Friday, November 13, 2009

Veteran's Day Cheerleaders on Andros

Hello Again - well we have been here over a year now - time flies!
Last year there was a different OIC (Officer in Charge) and the AUTEC Navy Base I support and the Veteran's Day ceremonies were really quite minimal. So - this year I made a point of offering to do a Non-denominational Veterans Day Service in the Chapel. From what I hear there were discussions about the offer at the base but, we have a new OIC now and they decided to do their own thing. It actually was wonderful.

At 7:30, during the Flag Raising, a color guard with sailors in dress whites was present. The chaplain of the base VFW post did an opening prayer, the OIC spoke, the bugle sounded, and the flags were raised with much solemnity while everyone stood at attention.
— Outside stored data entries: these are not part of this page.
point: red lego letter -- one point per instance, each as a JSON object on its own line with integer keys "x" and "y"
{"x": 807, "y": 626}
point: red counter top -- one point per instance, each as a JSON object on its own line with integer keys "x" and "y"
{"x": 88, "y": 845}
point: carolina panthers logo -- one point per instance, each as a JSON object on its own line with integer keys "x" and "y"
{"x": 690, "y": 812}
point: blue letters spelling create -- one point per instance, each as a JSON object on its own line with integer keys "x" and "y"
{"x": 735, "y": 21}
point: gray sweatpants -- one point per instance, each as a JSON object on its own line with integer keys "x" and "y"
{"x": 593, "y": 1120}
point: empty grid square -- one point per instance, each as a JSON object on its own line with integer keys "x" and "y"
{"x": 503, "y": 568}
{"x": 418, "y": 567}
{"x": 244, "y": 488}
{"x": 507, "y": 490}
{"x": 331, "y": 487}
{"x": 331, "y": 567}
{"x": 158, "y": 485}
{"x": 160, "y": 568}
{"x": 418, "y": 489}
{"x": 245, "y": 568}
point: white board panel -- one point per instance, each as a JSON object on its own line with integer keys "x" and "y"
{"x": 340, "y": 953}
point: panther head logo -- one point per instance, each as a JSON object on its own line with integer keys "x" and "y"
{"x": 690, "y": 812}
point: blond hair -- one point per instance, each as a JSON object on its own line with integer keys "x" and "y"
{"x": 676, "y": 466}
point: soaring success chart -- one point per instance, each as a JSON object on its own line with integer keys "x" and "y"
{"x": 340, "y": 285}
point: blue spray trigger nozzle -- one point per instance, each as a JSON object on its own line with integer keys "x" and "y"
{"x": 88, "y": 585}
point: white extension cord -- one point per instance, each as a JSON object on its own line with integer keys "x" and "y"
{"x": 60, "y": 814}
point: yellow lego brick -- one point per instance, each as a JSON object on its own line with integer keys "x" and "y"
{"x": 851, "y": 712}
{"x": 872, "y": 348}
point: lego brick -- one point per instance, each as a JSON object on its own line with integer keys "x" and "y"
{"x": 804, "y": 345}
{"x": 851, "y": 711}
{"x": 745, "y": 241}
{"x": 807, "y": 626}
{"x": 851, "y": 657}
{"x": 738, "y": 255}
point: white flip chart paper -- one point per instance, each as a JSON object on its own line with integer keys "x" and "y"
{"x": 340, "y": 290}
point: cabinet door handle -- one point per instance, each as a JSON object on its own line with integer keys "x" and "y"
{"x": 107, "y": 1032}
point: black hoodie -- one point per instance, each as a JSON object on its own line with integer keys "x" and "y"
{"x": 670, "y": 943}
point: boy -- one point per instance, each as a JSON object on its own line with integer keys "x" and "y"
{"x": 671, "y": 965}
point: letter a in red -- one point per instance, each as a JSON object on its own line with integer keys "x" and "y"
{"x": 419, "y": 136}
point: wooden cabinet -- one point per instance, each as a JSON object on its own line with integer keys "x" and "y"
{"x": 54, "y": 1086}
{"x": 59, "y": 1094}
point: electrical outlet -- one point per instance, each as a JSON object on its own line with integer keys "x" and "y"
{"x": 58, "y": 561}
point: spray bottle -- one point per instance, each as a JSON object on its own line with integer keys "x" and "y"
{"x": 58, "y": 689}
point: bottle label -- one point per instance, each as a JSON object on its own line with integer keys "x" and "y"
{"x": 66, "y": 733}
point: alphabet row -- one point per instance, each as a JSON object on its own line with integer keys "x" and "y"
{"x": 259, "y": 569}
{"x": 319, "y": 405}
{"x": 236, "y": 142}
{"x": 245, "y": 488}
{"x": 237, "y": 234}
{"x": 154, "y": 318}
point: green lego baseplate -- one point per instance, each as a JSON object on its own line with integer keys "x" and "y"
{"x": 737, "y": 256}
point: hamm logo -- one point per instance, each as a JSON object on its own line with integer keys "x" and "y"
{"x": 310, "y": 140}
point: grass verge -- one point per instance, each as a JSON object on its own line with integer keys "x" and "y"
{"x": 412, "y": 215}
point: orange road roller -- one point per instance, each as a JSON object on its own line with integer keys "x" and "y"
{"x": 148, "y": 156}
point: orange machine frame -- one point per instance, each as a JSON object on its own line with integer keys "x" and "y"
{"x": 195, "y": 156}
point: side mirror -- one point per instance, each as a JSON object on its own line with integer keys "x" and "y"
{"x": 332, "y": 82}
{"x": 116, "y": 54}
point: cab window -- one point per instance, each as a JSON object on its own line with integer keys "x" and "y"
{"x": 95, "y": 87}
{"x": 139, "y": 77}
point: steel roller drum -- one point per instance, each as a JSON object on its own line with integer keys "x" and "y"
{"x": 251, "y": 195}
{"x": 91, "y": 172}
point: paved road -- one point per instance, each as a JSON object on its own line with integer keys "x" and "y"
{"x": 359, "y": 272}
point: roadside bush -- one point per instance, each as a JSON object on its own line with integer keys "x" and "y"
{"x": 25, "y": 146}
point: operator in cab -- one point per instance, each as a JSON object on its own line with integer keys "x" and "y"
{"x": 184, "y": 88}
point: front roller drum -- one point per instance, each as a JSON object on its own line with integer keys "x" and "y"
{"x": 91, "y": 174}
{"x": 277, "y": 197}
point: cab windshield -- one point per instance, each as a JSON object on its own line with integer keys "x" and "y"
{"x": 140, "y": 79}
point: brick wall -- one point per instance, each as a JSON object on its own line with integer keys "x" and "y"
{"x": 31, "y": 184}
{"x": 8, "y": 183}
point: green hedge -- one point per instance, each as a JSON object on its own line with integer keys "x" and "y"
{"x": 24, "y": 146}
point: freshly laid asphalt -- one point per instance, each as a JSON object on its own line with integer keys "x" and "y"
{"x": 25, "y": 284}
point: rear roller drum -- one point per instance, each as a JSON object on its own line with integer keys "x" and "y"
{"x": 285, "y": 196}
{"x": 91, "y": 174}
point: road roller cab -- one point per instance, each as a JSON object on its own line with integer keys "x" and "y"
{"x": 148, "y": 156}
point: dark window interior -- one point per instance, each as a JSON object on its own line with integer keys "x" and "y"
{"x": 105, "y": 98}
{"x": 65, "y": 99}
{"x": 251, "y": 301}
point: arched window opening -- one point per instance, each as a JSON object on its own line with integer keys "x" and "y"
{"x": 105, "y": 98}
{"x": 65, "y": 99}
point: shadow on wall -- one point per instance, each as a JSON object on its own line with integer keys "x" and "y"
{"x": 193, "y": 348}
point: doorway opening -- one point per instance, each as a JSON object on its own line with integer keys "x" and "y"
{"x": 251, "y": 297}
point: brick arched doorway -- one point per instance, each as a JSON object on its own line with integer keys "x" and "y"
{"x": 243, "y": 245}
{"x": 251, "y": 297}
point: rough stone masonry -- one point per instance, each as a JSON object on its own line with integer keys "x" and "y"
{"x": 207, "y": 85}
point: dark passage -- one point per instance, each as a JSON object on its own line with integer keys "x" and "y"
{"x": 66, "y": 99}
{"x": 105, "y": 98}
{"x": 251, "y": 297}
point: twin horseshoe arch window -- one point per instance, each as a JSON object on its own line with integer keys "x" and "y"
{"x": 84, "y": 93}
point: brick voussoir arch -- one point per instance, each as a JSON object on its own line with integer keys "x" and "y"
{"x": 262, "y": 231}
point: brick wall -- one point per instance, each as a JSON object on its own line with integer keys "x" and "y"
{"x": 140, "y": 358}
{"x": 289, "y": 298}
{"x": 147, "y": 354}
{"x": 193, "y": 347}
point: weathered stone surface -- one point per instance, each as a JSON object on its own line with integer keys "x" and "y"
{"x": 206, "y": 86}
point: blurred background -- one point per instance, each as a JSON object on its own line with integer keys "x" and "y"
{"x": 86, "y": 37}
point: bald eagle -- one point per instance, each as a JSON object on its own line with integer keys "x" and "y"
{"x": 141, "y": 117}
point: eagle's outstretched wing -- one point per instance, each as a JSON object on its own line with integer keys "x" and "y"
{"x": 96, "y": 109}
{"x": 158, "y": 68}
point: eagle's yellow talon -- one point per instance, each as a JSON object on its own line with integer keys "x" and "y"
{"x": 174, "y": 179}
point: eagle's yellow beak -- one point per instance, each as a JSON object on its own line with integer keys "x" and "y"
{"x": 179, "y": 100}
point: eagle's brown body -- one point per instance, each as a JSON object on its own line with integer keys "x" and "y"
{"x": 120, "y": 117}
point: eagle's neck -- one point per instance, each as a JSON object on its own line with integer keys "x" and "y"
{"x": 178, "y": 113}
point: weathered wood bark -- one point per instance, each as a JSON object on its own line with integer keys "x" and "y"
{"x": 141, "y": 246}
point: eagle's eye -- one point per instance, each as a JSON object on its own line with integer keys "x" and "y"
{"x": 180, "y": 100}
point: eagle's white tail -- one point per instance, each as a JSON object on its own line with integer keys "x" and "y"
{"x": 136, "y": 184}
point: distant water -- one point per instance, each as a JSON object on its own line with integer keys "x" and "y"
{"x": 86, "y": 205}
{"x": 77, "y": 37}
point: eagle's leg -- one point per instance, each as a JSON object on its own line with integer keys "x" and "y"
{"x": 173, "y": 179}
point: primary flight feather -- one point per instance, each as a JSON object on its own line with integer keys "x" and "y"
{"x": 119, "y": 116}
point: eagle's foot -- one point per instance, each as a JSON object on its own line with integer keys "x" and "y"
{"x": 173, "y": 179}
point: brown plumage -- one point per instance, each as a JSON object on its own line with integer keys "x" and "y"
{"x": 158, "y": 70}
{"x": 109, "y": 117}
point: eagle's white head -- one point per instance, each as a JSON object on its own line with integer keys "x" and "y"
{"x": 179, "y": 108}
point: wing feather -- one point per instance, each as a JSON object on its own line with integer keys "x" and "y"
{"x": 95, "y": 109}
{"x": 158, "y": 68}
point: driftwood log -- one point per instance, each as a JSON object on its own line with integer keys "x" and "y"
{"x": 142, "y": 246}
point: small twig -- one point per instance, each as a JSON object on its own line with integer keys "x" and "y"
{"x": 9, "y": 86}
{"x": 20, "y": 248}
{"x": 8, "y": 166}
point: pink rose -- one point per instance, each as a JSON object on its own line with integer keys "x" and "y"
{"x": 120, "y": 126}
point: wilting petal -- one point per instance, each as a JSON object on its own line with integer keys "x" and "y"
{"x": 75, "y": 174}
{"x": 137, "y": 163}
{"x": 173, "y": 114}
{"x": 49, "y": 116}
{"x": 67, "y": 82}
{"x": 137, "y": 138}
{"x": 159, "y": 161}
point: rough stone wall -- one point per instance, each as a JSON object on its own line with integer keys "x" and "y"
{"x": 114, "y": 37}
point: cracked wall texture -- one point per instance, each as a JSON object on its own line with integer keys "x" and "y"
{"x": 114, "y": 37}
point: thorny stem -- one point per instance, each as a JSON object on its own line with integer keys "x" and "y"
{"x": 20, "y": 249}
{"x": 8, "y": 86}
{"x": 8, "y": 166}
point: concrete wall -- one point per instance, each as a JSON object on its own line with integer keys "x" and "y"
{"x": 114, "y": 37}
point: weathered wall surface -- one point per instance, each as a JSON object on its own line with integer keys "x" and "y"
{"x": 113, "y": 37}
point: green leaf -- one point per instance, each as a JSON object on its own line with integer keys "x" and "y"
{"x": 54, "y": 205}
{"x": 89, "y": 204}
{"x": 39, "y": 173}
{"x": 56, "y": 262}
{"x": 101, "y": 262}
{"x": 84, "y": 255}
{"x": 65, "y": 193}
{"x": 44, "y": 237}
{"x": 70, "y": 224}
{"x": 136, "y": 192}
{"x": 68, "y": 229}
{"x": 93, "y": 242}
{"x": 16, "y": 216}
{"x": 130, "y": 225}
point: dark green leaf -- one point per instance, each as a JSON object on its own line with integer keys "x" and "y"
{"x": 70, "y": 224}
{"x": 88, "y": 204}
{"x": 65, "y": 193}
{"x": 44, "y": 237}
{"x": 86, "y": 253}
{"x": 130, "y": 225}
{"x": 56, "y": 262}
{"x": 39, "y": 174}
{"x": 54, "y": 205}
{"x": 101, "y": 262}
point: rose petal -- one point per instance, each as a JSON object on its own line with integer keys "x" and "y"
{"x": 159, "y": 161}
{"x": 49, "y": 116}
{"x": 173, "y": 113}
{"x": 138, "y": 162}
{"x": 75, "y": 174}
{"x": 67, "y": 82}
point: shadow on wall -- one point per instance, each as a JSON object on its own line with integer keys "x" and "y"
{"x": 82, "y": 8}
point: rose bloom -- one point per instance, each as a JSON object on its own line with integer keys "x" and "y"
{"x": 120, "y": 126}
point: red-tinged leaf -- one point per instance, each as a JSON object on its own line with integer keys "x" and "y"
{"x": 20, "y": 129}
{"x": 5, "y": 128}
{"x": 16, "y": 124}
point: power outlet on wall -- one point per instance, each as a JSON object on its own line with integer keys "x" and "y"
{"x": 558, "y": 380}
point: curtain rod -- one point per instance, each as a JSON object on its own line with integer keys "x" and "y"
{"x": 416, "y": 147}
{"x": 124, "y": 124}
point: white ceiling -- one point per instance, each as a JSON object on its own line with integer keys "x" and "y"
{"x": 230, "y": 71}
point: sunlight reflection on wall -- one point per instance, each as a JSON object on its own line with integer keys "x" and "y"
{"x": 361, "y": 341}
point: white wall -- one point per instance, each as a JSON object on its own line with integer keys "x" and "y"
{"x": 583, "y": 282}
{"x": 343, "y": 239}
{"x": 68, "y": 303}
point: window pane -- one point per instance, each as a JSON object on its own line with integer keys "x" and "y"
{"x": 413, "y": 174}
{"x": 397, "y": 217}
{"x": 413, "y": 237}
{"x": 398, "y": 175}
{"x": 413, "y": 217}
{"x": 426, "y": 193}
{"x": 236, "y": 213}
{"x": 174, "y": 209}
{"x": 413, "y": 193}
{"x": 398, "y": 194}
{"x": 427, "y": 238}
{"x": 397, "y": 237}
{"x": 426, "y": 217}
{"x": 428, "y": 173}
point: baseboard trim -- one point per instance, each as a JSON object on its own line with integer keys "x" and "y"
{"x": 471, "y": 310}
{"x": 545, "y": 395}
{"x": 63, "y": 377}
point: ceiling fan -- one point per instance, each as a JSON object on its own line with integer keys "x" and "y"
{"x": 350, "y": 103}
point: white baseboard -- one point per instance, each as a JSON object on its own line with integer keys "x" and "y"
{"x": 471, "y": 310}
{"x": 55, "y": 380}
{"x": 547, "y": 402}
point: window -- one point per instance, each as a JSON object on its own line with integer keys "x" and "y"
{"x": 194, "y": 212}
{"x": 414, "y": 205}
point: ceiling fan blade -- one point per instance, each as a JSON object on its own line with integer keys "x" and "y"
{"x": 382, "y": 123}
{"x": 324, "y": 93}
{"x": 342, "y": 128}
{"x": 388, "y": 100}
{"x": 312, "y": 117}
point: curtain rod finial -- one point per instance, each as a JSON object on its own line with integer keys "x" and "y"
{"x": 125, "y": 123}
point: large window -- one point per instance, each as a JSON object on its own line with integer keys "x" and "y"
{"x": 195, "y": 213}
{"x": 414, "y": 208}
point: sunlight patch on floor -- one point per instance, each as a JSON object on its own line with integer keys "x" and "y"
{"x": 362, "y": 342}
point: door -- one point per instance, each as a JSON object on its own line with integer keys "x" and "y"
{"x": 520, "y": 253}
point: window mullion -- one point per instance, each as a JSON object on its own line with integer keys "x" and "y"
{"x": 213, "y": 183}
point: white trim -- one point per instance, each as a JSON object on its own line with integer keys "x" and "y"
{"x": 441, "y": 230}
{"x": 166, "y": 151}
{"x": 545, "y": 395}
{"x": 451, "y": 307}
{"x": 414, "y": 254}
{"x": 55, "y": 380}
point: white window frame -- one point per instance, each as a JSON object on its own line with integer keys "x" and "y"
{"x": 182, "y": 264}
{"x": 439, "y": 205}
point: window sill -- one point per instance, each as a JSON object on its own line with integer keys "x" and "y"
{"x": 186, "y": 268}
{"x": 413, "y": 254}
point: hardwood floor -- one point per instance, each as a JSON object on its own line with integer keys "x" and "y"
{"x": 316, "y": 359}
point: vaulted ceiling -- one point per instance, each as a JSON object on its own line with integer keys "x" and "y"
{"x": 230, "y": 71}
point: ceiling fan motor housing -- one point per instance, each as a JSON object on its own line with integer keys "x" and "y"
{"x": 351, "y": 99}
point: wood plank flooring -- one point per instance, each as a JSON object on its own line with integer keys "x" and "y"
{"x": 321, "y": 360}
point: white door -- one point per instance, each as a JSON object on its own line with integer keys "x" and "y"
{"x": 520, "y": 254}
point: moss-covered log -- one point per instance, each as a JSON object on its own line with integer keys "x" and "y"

All in all it was quite impressive.

What I didn't know was that, as part of the weekend-long celebration the cheerleaders for the Jacksonville Jaquars were on the base. The night before they performed at the baseball field (an event I missed), and they were there for the flag raising. The OIC made an interesting announcement during his remarks related to the cheerleaders. It seems that the night before one of them had confided to him that she had just joined the Navy and would be reporting for basic training at the end of the football season!

Well, after the flag raising this gave every sailor on the base a reason to talk to her and she was instantly the most popular cheerleader on their squad!

On a different note - one of the wives of a civil engineer on Base is also the Chapel Coordinator for the Base. She does a great job of coordinating the facility among all the various groups that us it. Well her hubby has taken a new job and they'll be leaving the Base at the end of the month. As she packs she needs to clean out her cupboards and asked if I would take some of the extra food she had in her cupboards. Well - there is no such thing as extra food for a Bahamian so I ended up collecting 3 good-sized boxes of food!

After sorting frozen stuff from dry goods, and sorting out the opened and unopened boxes, I was able to put together alot of things to give to the poorer members of our Churches. Boxes of grits, intant oatmeal packets, candy, pasta . . . One family of 8 living in a two-room shack was very thankful for what I could give them and they really need it.

Last year AUTEC donated a large food basket to me for Christmas that we pretty much gave away to families in need. With the economy the way it is I hope they repeat that generous offer. Its one thing to give a family money - its something else for them to get a food basket. Even staples like grits are very welcome, but seeing meat (like a can of tuna or a tin of corned beef) is very prized and they can't thank you enough.

With that said, Bahamians are very generous themselves. We have had women give us home made breads, and wonderful home made tarts (I love the coconut, Gin prefers the pineapple). One man even rides to the church on his bike with a plastic bag hanging from his handlebars - inside the bag will be two dinners, home made bahamian fish dinners with rice in a great sauce.

Anyway - charity here goes two ways - us to them and vise versa (See how they love one another is very real here).